I went from six or seven days of working out to four or five. My calories burned have been cut in half. I'm still fit and active, but when you're not running long distances, you don't need all those calories.

Instead of obsessing about what I eat or starting a crazy new fitness routine, I'm staying calm. I'm working out regularly, eating right most of the time (though less often than usual some weeks), and trying to make smarter, healthier choices more often. My clothes still fit, I still feel good about myself, and my self-esteem hasn't suffered.

I also feel better knowing I'm not alone. I

I reached out on Twitter, and at least a dozen women responded. Even other healthy living bloggers agreed!

"For some reason I always feel hot and gross and somehow I think FOOD will make it better, said Sabrina. "But then I just feel more hot and gross! I am probably constantly dehydrated or something. Also, there are always so many fun things to do and foods to eat and weddings to attend, and in the winter I just don't do those things. All winter long I drink lots of tea and hot water and prefer to stay in and play board games or go snowboarding etc."

Julie joked: "I eat more in the summer to prepare for winter hibernation. Apparently I'm part bear."

Like Julie, I thought that I might eat more to store up for winter, as an evolutionary response. Our healthy eating expert Tanya said that these days that mindset isn't as true as it was in decades past, people tend to be more active and eat less in summer.

She actually says the extra pounds are packed on because of life. "My summer weight gain can be attributed to a fuller social calendar," said the Orlando resident. "barbecues, summer birthdays, vacations & weddings = Lots of indulgent meals!"

For Courtney, summer means "barbecues & parties, fun summery drinks, soft serve, and a more carefree attitude! Since I teach, my day and meals are also less structured."

And Meghann has plenty of reasons: traveling being her No. 1 reasons, too hot to exercise outside, race season is over in Florida, fun food festivals, and ice cream.

Like many of the bloggers, my gain is attributed to being more social but less active, too. (Tanya agreed with me.) I'm running less often because I am sensitive to the heat, and because I stay up later to enjoy the daylight and cooler temperatures late at night, I'm sleeping in instead of working out in the morning.

Now that I know that I gain weight every summer (and that I'm not alone), I don't have to worry about it as much. Those numbers, while slightly higher than they were a few months ago, mean nothing to me. They don't reflect the past few months of my life: my first house, my trip to Turkey, the car accident I survived. My abs are fluffier, but my full social calendar tells me that the size of my waist is not why people like me.

I've spent too many years obsessing about my weight to stress about it now. I'm back on track, and I refuse to worry about the extra squishy bits around my belly and hips.

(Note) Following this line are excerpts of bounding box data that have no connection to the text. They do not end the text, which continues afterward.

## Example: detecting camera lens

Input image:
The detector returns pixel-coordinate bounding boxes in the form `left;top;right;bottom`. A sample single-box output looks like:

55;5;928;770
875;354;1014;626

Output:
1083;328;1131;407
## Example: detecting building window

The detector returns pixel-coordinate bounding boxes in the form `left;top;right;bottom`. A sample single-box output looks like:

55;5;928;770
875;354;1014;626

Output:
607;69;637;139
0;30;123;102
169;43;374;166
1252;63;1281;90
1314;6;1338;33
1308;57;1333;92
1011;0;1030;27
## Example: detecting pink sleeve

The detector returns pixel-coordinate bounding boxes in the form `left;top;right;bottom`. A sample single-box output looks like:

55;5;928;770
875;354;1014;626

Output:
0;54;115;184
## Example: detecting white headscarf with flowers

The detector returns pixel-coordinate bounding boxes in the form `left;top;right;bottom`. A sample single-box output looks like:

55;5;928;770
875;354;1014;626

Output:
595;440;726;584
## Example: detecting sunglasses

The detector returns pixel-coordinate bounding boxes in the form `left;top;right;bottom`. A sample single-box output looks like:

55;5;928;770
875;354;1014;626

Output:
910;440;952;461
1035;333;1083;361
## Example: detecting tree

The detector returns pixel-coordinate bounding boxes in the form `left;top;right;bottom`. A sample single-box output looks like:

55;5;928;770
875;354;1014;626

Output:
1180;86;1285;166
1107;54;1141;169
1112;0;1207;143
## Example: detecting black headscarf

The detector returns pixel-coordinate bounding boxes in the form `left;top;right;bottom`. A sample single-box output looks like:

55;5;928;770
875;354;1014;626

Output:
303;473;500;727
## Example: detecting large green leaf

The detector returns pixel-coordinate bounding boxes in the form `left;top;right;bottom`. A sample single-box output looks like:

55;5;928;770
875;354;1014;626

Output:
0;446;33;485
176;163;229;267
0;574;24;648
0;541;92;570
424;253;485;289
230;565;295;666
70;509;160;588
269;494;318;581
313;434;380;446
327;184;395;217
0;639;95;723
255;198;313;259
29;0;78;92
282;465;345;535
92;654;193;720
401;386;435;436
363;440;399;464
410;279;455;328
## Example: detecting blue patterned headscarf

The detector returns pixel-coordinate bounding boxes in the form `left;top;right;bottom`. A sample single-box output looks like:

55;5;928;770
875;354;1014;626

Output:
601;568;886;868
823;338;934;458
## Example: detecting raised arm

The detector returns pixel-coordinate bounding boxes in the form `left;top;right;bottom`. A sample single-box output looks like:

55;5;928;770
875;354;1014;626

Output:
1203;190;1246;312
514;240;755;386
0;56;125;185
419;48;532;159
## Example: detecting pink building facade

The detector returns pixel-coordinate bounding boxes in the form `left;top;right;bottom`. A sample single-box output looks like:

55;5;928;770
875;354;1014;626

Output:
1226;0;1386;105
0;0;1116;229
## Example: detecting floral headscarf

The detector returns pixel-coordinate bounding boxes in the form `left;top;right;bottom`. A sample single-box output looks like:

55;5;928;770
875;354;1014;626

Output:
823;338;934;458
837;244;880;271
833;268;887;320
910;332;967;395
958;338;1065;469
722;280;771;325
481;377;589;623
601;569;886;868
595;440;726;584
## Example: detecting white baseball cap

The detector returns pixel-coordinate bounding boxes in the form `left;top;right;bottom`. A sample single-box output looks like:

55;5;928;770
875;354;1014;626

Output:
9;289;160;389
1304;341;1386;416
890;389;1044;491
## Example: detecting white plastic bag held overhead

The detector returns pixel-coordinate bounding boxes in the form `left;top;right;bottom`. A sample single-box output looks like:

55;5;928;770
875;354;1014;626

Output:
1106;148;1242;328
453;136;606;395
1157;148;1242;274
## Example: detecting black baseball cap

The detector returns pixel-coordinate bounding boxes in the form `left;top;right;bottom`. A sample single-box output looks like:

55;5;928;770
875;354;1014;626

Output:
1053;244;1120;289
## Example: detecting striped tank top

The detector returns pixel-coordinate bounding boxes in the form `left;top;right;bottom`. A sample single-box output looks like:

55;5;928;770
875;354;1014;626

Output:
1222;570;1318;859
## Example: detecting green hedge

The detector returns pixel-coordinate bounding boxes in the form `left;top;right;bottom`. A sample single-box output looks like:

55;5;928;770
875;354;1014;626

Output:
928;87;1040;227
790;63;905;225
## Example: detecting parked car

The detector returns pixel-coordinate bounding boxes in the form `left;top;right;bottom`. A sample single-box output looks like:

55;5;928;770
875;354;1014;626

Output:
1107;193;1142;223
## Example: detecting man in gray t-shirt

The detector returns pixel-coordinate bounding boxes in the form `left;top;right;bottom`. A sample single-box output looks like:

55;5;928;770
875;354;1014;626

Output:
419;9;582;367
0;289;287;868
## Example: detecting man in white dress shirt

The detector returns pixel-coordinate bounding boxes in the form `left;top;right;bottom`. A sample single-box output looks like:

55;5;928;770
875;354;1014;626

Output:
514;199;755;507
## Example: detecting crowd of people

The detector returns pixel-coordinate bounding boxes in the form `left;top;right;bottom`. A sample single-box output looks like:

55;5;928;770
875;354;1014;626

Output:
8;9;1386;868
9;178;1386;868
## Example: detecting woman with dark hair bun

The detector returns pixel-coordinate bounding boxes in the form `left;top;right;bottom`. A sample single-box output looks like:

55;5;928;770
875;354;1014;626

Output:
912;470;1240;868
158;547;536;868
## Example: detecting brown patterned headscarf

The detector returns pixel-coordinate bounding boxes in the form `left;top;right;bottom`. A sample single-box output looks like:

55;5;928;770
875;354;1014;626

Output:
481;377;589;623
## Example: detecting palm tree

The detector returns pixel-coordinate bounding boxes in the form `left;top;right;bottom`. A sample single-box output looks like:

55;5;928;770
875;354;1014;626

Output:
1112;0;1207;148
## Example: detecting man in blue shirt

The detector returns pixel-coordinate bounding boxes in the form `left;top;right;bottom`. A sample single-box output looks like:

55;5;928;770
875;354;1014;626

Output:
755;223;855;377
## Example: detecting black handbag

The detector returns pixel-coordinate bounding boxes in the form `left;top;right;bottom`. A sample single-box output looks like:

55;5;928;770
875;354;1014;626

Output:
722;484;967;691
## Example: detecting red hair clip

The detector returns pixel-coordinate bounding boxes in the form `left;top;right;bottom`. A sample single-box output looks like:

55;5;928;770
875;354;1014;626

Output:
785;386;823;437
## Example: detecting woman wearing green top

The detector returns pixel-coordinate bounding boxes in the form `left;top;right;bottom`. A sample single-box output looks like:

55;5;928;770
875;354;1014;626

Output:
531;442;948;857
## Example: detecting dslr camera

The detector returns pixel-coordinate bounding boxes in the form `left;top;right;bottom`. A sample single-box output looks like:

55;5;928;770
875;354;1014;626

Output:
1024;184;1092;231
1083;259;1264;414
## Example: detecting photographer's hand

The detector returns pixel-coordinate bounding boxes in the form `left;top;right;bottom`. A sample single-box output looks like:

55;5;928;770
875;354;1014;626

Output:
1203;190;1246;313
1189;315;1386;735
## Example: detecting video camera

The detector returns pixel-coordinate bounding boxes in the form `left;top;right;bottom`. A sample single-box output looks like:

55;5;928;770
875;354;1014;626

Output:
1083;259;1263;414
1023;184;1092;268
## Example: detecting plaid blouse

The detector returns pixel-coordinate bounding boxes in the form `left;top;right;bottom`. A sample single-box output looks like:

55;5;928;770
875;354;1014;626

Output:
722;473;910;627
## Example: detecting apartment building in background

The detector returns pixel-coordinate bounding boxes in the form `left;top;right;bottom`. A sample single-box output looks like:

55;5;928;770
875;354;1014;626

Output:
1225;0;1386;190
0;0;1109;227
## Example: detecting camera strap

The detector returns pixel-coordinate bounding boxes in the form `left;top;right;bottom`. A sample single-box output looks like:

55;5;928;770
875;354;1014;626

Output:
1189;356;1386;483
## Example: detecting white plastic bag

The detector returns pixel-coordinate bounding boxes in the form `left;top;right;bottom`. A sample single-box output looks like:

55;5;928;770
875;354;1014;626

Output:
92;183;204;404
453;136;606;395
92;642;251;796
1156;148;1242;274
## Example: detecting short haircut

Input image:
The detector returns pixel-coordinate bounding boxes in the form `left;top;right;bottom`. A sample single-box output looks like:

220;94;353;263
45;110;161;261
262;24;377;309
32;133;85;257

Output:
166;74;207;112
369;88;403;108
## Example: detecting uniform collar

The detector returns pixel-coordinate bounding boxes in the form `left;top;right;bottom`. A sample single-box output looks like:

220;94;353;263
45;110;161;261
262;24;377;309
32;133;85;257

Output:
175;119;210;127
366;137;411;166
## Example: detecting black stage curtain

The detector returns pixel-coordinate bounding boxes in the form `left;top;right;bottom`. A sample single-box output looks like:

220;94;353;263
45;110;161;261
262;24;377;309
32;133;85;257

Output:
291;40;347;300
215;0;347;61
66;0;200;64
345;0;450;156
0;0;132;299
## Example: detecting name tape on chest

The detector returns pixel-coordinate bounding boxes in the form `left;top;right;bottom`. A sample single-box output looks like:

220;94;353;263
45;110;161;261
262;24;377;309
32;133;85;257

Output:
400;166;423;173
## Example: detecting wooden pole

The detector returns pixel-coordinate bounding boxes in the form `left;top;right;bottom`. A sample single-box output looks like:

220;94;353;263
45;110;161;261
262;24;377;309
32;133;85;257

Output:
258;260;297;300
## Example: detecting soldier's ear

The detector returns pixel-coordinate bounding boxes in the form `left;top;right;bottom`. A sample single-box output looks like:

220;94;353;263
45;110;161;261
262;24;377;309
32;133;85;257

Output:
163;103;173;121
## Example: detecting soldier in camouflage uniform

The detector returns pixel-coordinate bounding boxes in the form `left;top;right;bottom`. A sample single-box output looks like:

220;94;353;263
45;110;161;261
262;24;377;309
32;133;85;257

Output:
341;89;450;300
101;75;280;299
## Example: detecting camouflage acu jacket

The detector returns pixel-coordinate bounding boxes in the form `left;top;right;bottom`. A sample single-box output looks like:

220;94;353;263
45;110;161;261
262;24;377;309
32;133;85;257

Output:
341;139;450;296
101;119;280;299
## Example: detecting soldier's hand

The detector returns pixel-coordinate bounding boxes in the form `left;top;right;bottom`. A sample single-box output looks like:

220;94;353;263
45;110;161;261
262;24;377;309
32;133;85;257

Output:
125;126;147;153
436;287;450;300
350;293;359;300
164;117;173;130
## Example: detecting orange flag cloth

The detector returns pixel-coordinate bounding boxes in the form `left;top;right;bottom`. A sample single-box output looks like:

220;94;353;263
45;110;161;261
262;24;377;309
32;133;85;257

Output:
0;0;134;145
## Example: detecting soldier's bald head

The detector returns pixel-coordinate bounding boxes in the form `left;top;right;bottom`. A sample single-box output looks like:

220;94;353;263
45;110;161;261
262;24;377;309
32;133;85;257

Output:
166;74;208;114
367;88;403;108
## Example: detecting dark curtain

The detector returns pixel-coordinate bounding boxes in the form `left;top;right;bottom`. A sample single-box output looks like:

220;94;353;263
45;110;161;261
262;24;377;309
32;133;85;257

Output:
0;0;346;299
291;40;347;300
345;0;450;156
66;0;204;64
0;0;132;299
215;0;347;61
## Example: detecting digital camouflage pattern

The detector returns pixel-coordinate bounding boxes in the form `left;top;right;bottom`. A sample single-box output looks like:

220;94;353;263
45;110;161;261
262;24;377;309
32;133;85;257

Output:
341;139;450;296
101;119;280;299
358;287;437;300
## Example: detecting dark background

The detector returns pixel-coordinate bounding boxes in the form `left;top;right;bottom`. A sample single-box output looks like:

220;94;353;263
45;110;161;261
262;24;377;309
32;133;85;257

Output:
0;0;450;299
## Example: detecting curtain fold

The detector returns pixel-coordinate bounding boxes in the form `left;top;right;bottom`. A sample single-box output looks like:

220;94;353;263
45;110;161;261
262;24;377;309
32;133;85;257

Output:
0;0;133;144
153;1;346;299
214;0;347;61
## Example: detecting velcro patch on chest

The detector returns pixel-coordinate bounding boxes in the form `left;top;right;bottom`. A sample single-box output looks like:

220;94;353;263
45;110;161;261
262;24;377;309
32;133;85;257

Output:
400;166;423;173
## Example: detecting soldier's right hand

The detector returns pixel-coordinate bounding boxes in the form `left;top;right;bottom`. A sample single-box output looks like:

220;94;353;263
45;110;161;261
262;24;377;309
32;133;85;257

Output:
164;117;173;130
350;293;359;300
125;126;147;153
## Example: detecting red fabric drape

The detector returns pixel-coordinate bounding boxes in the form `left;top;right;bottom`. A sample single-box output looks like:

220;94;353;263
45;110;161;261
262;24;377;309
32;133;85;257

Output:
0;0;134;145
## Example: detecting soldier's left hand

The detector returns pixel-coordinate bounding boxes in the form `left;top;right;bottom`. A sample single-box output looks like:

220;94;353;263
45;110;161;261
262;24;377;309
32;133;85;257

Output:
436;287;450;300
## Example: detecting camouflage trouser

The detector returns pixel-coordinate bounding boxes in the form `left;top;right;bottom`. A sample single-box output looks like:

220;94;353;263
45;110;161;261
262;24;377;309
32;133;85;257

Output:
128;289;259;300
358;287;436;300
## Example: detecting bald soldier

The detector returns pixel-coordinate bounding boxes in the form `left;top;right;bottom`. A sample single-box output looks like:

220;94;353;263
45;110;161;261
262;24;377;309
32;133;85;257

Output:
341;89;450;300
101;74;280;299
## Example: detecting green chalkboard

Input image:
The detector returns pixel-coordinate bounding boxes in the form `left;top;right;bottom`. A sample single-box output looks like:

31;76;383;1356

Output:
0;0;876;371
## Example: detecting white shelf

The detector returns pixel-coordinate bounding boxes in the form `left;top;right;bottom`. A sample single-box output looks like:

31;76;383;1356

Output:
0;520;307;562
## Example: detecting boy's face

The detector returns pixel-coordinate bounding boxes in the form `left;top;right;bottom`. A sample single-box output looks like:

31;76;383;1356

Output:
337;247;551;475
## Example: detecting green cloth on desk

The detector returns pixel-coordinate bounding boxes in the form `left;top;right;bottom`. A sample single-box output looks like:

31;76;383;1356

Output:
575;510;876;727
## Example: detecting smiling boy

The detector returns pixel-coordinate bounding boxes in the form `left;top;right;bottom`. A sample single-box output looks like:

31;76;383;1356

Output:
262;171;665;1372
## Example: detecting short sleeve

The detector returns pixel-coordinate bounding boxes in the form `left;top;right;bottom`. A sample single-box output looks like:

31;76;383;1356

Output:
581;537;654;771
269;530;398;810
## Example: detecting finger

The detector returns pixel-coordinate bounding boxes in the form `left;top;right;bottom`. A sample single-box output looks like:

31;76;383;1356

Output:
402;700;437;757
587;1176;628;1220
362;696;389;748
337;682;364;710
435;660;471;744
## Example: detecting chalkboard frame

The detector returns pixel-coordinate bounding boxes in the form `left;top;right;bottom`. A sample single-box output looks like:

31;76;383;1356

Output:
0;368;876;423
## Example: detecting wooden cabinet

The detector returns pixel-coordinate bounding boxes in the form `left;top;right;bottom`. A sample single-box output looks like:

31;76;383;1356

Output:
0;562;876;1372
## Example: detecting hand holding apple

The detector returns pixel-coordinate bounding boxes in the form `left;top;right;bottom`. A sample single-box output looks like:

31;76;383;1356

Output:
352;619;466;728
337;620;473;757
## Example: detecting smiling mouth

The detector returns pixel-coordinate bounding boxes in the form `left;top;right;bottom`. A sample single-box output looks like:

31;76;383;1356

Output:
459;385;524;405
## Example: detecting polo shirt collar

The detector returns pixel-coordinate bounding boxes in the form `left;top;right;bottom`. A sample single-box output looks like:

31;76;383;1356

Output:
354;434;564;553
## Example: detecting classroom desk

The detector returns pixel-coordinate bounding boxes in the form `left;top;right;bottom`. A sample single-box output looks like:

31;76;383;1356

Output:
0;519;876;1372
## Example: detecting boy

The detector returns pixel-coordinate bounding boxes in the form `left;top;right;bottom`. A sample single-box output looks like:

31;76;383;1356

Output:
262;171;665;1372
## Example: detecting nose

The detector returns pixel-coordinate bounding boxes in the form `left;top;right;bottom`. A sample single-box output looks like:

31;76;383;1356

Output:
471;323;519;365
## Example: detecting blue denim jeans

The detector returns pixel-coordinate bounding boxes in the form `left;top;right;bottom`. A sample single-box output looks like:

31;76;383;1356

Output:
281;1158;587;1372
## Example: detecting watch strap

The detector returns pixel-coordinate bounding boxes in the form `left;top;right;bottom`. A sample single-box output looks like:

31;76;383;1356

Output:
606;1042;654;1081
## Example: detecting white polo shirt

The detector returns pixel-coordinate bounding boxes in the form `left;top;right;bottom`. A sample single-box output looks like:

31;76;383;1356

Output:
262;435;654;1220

Instead of loathing my curvier frame, I play up my positive attributes. The empire-waisted sundresses I favor in warm weather regardless of my size accentuate my strong, toned shoulders and long legs. You might not find me in a bikini and short shorts, but you wouldn't catch me wearing those even if I were at my absolute thinnest. It took many years to arrive at this point, but I'm no longer willing to obsess over my appearance. I have too much else to do, like go swimming with my friends this Sunday--in a one-piece swimsuit that makes me feel quite comfortable and confident.

Yoga at the ruins of Ephesus, not caring about how my belly would look in a bathing suit!

Do you gain weight during a particular time of year? Do you ever give yourself permission to relax a little when it comes to weight, fitness, and nutrition?